И уж не нынче, займусь забором следующим летом, если, конечно, доживу.
А почему так с досками-то худо? Не из-за бума только. Всё кругляком в Китай увозят. Кругляк, кругляк. Облый лес, как говорили в старину. Беда, я думаю, не в кругляке, не в облом лесе. Как не в клозетах…
Но, так или иначе, скоро про наши места будут говорить: «Когда-то здесь простиралась глухая тайга, чуть лишь пощипанная, в меру, при монархии и при советской власти», – совсем скоро, лет через десять, то и меньше. Если и дальше так пойдут дела.
«Родились в тайге, – сетуют яланцы, – помирать будем в пустыне. Ну, не в пустыне, так в осиннике – тот скор на вырост, как сорняк».
А что осинник? Пусть не пустыня, но и не тайга, с которой мы сжились за сотни лет, срослись с которой…
Но не об этом, о другом.
Дотла сгорел бы мой сарай.
Дома меня на тот момент, как на притчу, не было – азартно, но безуспешно, с утратой в результате уловистой блесны Blue Fox и сломанной без надежды на ремонт безынерционной японской катушкой Shimano Hyperloop охотился на перекатистой Тые, левом притоке Кеми, за трофейным тайменем, то и дело рвущим у рыбаков леску и сети, – соседи, два брата-погодка, сыновья моих покойных одноклассников, вовремя увидели и потушили.
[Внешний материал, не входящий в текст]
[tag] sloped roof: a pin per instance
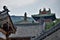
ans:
(27, 31)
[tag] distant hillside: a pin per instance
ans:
(20, 18)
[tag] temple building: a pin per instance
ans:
(26, 29)
(44, 15)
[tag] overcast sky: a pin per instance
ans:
(18, 7)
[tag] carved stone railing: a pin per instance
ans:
(47, 33)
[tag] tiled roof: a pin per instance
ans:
(27, 31)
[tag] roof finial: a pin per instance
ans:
(44, 9)
(25, 16)
(5, 8)
(39, 11)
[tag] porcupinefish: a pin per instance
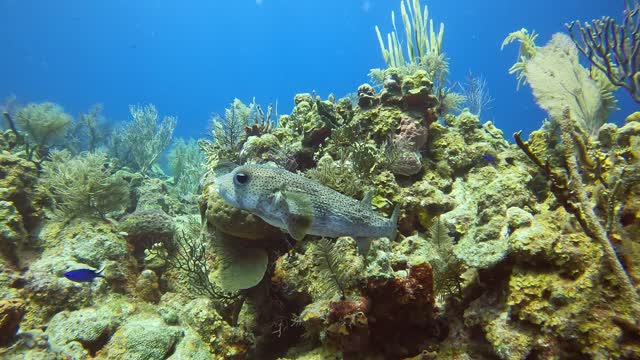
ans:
(302, 206)
(83, 275)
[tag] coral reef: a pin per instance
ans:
(82, 186)
(141, 141)
(11, 313)
(525, 250)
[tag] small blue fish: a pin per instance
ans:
(83, 275)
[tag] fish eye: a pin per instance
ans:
(241, 178)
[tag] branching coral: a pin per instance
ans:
(557, 80)
(476, 94)
(613, 48)
(331, 267)
(571, 194)
(43, 124)
(228, 133)
(90, 131)
(421, 39)
(527, 51)
(140, 142)
(186, 252)
(185, 162)
(447, 272)
(82, 186)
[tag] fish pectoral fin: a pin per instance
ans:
(297, 226)
(364, 244)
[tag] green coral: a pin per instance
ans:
(44, 124)
(421, 39)
(141, 141)
(228, 133)
(82, 186)
(186, 164)
(331, 267)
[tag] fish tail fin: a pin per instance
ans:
(394, 222)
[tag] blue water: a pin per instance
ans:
(191, 58)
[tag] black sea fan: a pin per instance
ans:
(331, 267)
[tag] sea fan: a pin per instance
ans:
(448, 272)
(330, 266)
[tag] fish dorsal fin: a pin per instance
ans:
(368, 196)
(297, 212)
Воды – как без неё тушить? – хватило: колонка тут же, во дворе, – спасло. Даже пожарников из города не вызывали. Ни на дом, ни на другие рядом стоящие строения огонь, к великой радости, не переметнулся.
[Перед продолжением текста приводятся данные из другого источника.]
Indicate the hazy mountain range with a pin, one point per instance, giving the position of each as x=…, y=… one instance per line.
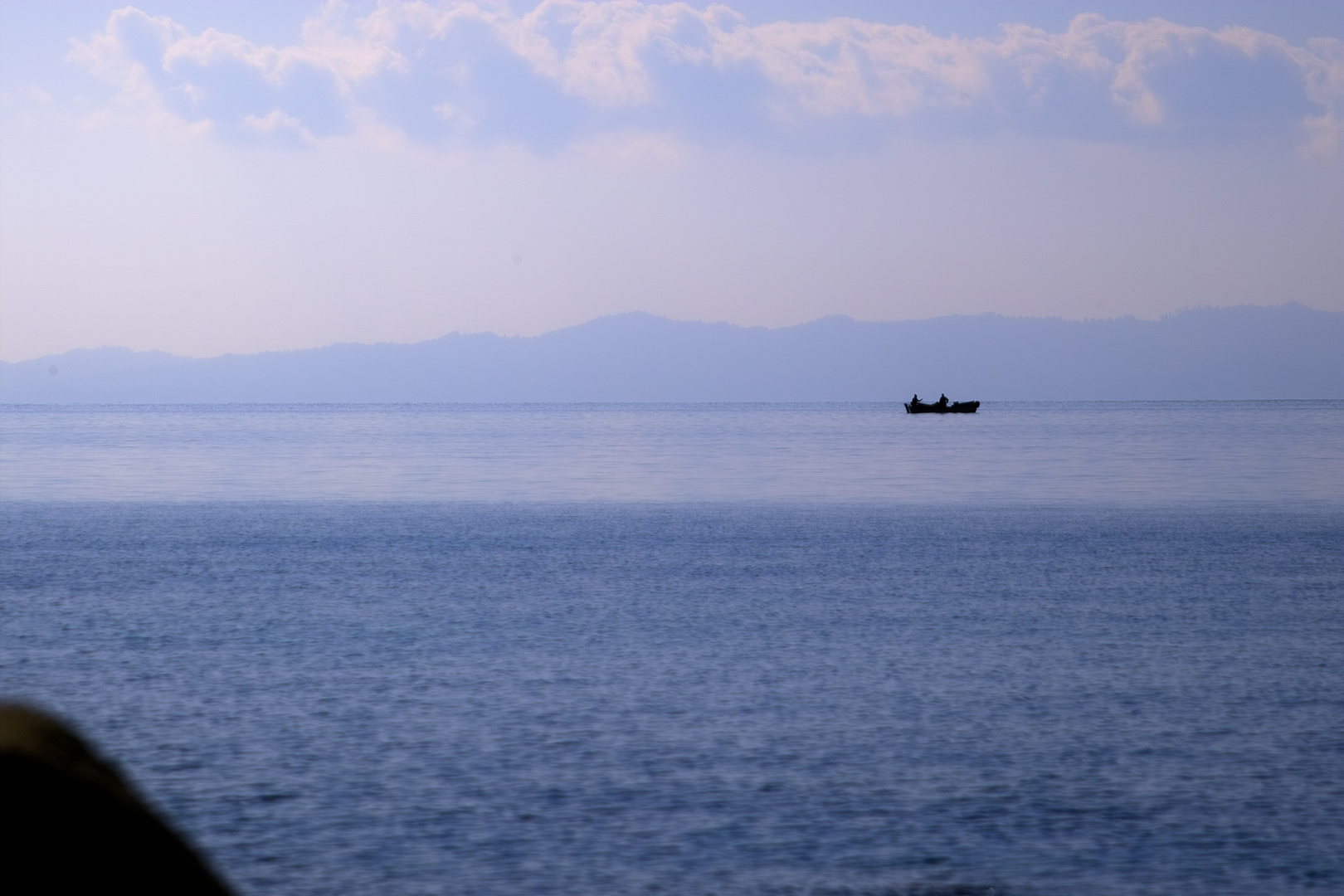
x=1246, y=353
Отблагодарил братьев. Двумя литрами водки. В Енисейск за ней специально ездил, в путний магазин с добрым названием «Хороший». Без меня и выпивать не согласились братья, скромные: тушили мы, мол, но сарай-то твой, оно и верно – был вынужден помочь, к утру управились совместно и благополучно. Солнце и не взошло ещё, а я уже был у себя, в кровати. Без мокрой простыни уснул, спал до обеда. Взявшийся невесть откуда советский ещё трелёвочник, сотрясая землю и отзываясь тревожно в стёклах окон, прополз натужно мимо дома – разбудил. Лесу уж нет вокруг – куда средь бела дня подался? На место совершённого им в недавнем прошлом преступления потянуло его железную душу?
Что ж не подумать так спросонья-то, я и подумал.
Наступил – неминуемо – август.
На Илью-пророка, второго числа, когда святой пописал в речки, запретив таким необычным образом людям в них купаться, когда громкоголосая кукушка, с лёгкостью и успешно вырастив своих птенцов, перестала куковать, разразилась, как положено для наших мест – из года в год так повторяется, – гроза.